A Vida Invisível (2019) - Melodrama à brasileira


O diretor, roteirista e artista visual cearense Karim Aïnouz é um dos cineastas mais prolíficos do cinema brasileiro atual, reconhecido e premiado internacionalmente por filmes como Madame Satã (2002), O Céu de Suely (2006) e Praia do Futuro (2014). Seu novo filme, A Vida Invisível (2019) é uma adaptação do romance ''A Vida Invisível de Eurídice Gusmão", escrito por Martha Batalha. O filme ganhou o prêmio Un Certain Regard no Festival de Cannes de 2019, e foi o escolhido para representar o Brasil na disputa por uma vaga na categoria de Melhor Filme Internacional no Oscar.

No Rio de Janeiro da década de 1940,  Eurídice (Carol Duarte) e Guida (Julia Stockler) vivem sob um rígido regime patriarcal que as coloca em caminhos distintos: Guida decide fugir de casa com o namorado, enquanto Eurídice se esforça para se tornar uma musicista, ao mesmo tempo em que precisa lidar com as responsabilidades da vida adulta e um casamento sem amor com Antenor (Gregório Duvivier).
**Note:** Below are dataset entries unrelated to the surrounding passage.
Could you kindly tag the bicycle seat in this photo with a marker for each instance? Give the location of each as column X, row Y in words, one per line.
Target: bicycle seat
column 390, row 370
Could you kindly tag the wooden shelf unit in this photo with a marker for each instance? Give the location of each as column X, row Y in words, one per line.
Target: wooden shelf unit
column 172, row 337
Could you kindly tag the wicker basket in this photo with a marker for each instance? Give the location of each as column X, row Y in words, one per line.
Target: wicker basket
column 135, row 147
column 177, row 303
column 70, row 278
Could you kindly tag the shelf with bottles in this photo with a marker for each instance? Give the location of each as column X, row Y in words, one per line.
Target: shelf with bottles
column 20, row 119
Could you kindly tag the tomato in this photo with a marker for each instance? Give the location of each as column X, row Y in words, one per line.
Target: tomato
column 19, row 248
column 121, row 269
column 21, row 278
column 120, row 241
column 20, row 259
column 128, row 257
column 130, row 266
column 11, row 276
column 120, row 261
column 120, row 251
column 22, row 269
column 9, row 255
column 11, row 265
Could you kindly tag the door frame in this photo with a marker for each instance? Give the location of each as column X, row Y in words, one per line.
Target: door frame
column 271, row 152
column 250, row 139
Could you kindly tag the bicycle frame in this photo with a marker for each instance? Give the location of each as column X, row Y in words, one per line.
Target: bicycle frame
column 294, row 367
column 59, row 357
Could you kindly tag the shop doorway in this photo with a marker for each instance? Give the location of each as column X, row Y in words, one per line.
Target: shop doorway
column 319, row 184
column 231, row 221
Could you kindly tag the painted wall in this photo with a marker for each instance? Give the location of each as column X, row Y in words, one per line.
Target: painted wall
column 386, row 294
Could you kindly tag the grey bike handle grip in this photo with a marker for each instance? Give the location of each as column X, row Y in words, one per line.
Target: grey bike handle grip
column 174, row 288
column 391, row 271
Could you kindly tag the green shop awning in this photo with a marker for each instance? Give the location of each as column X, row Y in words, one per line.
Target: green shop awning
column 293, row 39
Após um prólogo com ares oníricos, que funciona como um presságio e sutilmente sintetiza o que sucederá os créditos iniciais, A Vida Invisível rapidamente se reconfigura em torno de uma de suas características mais evidentes - o seu formato de melodrama. É interessante observar a disposição do filme ao risco de se inserir tão intensamente dentro das "regras" de um gênero cujos elementos narrativos e estéticos são tão identificáveis. O que poderia resultar em um filme absolutamente previsível oportuniza que Karim Aïnouz conjure um "melodrama perfeito", ao mesmo tempo em que revisita e diversos elementos que compõem a sua assinatura autoral, como seu interesse por personagens complexos e angustiados, diálogos crus e uma paleta de cores saturada e com alto contraste.

O filme cria uma relação muito interessante com seus espectadores ao direcionar um olhar contemporâneo para o passado sem descaracterizá-lo ou reinterpretá-lo, mas construindo um recorte discursivo guiado por sensibilidades e interesses presentes no imaginário atual, como a representação da mulher e uma visão crítica do machismo. Não restrito apenas à questões de costumes, o interesse pela reconstituição de época é palpável e reminiscente da abordagem estética utilizada em Madame Satã e aqui construída a partir do trabalho sensível e sofisticado da direção de fotografia de Hélène Louvart e da direção de arte e design de produção de Rodrigo Martirena, bastante interessados em dar textura às vivências e ambientes por onde se desencontram as irmãs.

Essenciais para dar forma e potência às histórias invisíveis da dupla de protagonistas, as atrizes Carol Duarte e Julia Stockler adotam em suas interpretações um tom impecável, em perfeita sintonia tanto com a proposta do gênero quanto com o estilo da direção; criando personagens opostos e complementares cuja sintonia se percebe mesmo após serem separadas pela trama. Grandiosa, a presença de Fernanda Montenegro é exemplar em relação à excelência e o equilíbrio da obra, que consegue evitar as armadilhas do sentimentalismo exagerado sem perder sua potência emocional.

A Vida Invisível é um caso raro de filme que consegue dois grandes feitos - se apresentar como uma síntese inequívoca da estética e estilo do seu diretor, ao mesmo tempo em que  compreende e explora o gênero muito particular no qual se insere de maneira absolutamente precisa. O resultado inevitavelmente eleva o filme ao patamar de obras que se cristalizam como referenciais de qualidade que transcende as especificidades de um "cinema nacional" para se afirmar como uma obra de relevância e alcance universal.